On Caledon and GRAM; for those who talk to management you will be familiar with the lengths they go to demonstrate the "no risk" strategy to their projects and corporate activities. The farm-outs/JVs and Caledon option is evidence of this. The problem with this thinking is that it actually introduces risk, and that is the 'opportunity risk'. The CF JV (GRAM) is a classic example. They waited for approval to fund SJ, with the added benefit of farm-out to GRAM for CF. However, the JV did not materialise and they were forced into the alternative which was to raise funds. They wouldnt have raised funds earlier because there was no reason to - they were expecting approval from GRAM. You can see the difficult position faced by ORD if they were to raise funds earlier; the inevitable question arises, why raise funds given drilling not scheduled until 2013 (better to wait outcome of GRAM before drilling commencement).
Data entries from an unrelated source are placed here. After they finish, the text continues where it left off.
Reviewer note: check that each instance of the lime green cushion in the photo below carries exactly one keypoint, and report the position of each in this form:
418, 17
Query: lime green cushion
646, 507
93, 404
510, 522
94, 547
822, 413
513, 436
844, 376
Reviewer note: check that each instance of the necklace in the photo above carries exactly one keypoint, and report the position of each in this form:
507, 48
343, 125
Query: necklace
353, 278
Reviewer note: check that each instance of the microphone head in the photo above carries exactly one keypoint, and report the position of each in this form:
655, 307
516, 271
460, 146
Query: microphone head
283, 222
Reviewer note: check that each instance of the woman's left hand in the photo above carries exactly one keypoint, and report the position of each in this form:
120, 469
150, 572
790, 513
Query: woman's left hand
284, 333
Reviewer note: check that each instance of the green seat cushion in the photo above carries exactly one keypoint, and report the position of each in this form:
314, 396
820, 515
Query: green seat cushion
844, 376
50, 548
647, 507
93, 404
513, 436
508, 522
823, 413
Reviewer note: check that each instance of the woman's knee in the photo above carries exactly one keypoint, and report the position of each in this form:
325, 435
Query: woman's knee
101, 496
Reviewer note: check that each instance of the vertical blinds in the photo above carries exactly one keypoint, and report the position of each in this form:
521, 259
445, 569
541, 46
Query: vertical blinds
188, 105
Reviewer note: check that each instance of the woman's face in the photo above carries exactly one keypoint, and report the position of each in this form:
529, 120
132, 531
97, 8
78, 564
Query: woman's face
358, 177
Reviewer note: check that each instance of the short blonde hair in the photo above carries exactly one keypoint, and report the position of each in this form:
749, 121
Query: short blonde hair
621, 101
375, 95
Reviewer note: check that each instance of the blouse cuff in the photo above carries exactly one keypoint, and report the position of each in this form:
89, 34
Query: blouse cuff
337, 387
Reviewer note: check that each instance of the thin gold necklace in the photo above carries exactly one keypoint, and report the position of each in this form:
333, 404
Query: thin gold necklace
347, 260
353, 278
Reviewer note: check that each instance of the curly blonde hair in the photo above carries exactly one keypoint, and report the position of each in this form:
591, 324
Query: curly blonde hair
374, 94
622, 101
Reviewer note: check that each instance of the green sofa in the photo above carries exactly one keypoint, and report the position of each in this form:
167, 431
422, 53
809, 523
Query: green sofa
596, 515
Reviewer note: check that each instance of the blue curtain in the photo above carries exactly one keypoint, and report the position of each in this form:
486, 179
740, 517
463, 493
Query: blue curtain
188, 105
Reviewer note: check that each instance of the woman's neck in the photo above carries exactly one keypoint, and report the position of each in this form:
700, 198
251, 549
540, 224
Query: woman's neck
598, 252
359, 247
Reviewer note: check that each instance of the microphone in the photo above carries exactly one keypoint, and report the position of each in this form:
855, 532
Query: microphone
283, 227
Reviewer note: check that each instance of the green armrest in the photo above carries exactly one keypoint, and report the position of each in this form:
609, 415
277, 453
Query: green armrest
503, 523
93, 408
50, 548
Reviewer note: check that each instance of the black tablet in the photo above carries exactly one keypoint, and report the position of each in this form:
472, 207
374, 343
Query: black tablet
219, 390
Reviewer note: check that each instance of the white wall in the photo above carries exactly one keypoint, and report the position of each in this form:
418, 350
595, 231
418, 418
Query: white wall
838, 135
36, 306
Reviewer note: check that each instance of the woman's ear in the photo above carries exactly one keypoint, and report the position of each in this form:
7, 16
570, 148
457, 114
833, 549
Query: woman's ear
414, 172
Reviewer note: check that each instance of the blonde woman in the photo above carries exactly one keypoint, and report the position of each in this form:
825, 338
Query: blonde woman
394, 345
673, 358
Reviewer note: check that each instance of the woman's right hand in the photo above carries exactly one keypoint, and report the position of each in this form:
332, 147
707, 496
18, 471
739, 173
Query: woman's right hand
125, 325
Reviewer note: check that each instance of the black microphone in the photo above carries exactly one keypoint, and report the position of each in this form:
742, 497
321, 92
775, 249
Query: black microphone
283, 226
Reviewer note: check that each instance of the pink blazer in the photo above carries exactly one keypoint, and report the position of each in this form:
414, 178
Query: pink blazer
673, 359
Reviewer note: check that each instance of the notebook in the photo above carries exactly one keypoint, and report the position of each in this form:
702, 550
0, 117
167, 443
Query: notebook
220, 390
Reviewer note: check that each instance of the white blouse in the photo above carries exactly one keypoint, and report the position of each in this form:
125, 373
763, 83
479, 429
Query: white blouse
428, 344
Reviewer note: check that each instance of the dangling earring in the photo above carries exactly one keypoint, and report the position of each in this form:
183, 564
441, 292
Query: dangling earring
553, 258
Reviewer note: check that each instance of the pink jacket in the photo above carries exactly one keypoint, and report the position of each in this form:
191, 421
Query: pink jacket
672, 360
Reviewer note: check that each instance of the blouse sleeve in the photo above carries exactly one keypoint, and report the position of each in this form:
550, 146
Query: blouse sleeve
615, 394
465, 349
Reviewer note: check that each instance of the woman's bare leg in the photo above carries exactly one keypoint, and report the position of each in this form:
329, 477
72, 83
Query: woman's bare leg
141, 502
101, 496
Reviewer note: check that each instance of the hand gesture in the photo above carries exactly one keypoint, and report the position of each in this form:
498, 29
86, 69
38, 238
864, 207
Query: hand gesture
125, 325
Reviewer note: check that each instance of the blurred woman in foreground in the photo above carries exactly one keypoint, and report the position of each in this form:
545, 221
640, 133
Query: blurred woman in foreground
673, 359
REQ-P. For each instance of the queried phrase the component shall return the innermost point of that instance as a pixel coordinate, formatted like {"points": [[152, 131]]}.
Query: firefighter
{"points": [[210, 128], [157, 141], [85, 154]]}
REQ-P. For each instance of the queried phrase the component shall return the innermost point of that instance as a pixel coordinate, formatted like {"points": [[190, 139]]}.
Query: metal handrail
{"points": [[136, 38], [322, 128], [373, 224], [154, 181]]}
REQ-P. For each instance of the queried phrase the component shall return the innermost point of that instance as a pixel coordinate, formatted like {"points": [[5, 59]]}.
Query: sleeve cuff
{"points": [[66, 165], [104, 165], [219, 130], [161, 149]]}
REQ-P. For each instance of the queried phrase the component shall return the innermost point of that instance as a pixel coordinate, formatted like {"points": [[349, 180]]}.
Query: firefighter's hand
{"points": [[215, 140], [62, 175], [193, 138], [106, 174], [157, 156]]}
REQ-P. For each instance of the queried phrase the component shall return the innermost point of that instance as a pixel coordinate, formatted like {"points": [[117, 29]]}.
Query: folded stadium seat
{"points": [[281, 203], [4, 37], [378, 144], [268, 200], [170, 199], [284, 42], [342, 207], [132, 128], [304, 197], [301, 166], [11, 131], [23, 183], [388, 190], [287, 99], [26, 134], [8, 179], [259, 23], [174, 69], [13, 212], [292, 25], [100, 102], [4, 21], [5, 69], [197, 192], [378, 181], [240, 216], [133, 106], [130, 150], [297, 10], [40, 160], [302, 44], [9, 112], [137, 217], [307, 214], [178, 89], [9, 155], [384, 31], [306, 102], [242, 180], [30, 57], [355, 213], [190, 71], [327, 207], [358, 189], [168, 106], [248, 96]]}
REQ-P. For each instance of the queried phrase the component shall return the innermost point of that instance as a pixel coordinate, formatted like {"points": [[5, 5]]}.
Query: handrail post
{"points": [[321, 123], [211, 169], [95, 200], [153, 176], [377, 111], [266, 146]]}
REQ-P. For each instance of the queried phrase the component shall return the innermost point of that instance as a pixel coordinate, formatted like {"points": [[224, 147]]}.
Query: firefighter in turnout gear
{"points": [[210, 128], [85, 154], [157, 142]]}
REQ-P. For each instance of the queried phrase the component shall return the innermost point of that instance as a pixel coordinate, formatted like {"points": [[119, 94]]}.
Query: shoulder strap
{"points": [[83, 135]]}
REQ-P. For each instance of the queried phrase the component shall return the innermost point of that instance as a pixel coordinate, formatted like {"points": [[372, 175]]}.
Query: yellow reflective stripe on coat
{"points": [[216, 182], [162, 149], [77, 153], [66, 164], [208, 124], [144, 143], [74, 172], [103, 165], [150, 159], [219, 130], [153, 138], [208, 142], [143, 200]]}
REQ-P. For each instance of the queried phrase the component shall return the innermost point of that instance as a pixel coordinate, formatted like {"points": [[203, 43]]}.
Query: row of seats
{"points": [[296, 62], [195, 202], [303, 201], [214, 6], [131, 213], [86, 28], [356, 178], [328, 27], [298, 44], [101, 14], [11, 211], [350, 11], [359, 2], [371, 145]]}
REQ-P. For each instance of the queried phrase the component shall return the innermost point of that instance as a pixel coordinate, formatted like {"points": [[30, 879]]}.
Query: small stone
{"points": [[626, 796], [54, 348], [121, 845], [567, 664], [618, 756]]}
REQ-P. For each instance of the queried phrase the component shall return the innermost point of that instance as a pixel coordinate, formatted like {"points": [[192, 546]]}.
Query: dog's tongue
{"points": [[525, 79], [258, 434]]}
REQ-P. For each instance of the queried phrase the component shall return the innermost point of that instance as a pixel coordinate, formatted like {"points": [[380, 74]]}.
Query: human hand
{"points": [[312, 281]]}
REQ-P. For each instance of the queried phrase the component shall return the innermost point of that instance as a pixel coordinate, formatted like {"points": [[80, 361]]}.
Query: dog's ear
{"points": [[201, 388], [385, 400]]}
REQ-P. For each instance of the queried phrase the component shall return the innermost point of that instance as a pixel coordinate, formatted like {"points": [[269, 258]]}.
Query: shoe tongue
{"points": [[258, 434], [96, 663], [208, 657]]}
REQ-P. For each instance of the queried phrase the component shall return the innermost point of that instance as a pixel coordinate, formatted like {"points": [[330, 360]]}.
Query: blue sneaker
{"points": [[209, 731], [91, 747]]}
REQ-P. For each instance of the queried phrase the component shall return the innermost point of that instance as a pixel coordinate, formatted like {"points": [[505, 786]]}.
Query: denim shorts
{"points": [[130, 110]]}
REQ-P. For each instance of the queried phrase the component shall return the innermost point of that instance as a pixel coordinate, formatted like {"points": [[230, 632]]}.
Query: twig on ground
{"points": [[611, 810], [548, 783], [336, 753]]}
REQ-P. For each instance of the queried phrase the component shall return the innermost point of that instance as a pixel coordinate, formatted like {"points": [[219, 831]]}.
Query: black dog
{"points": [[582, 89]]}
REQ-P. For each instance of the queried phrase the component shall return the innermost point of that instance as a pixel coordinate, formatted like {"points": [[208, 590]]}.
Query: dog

The same considerations are floating around the Caledon option. For such a basic concept its surprisingly difficult to extrapolate a value in the short to medium term. Thankfully, its related to a commodity that is in favour. China needs cheap energy and securing coal resources is the way to do it. It is preferable that the option is exercised now as the exercise will be cheaper due to the fact that the AUD/GBP is strong. There is a risk that longer-term, the AUD will weaken and hence make the purchase more expensive in AUD terms as the T/O consideration was based in sterling. This may be offset by the upside risk that caledon is worth more in the future.
GRAM being bidder/owner wants roughly $50Mill from the exercise to pay down debt. This is a lot of money and will assist the business.
FX rate, and GRAM preference are two considerations or pressures on ORD. GRAM is our partner so their requirements need to be assessed as well.
Then, there are ORD's requirements; how to raise the money to exercise. ORD have been engaging parties for exercise, which range from wealthy chinese individuals, SOEs and local investment banks and brokers. There is interest there but it has to be done right as it affects GRAM. Eg: if we partner exercise the partners will become direct owners of Caledon. GRAM has to be comfortable with this as they are the owners. GRAM know ORD, they do not know the partners that may exericse the option. Additionally the bidders statement specifically outlines the right to ORD to exercise the 5-10% option - not anyone else - so the structure has to be right by both parties as the outcome may deviate from these terms. In addition to third parties stumping up money for the exercise, selling the option outright, is another alternative. I see it as one of the same thing as it all involves zero risk. i.e the option could be sold to the right partner for, say $1Mill, and exercise occurs. The premium (sale price) would represent the increase in value from T/O price to current valuation of Caledon. The exercise price obviously remains the same as per terms "any time in future at the T/O price".
The difficulty in doing this is commissioning a valuation on Caledon, paying for it, and then marketing the option for sale. i.e you must have some sort of proposition to entice exercise and hence sale. The good news is that ORD are thinking and working on such activities, but as with anything, it involves negotiations. These activities take time - too much time in some shareholders opinion. In summary the exercise can be done, and it can be done short-term. As I have posted earlier I am expecting conclusion or at least an update by FY-end. ORD recognise the need to clarify the status.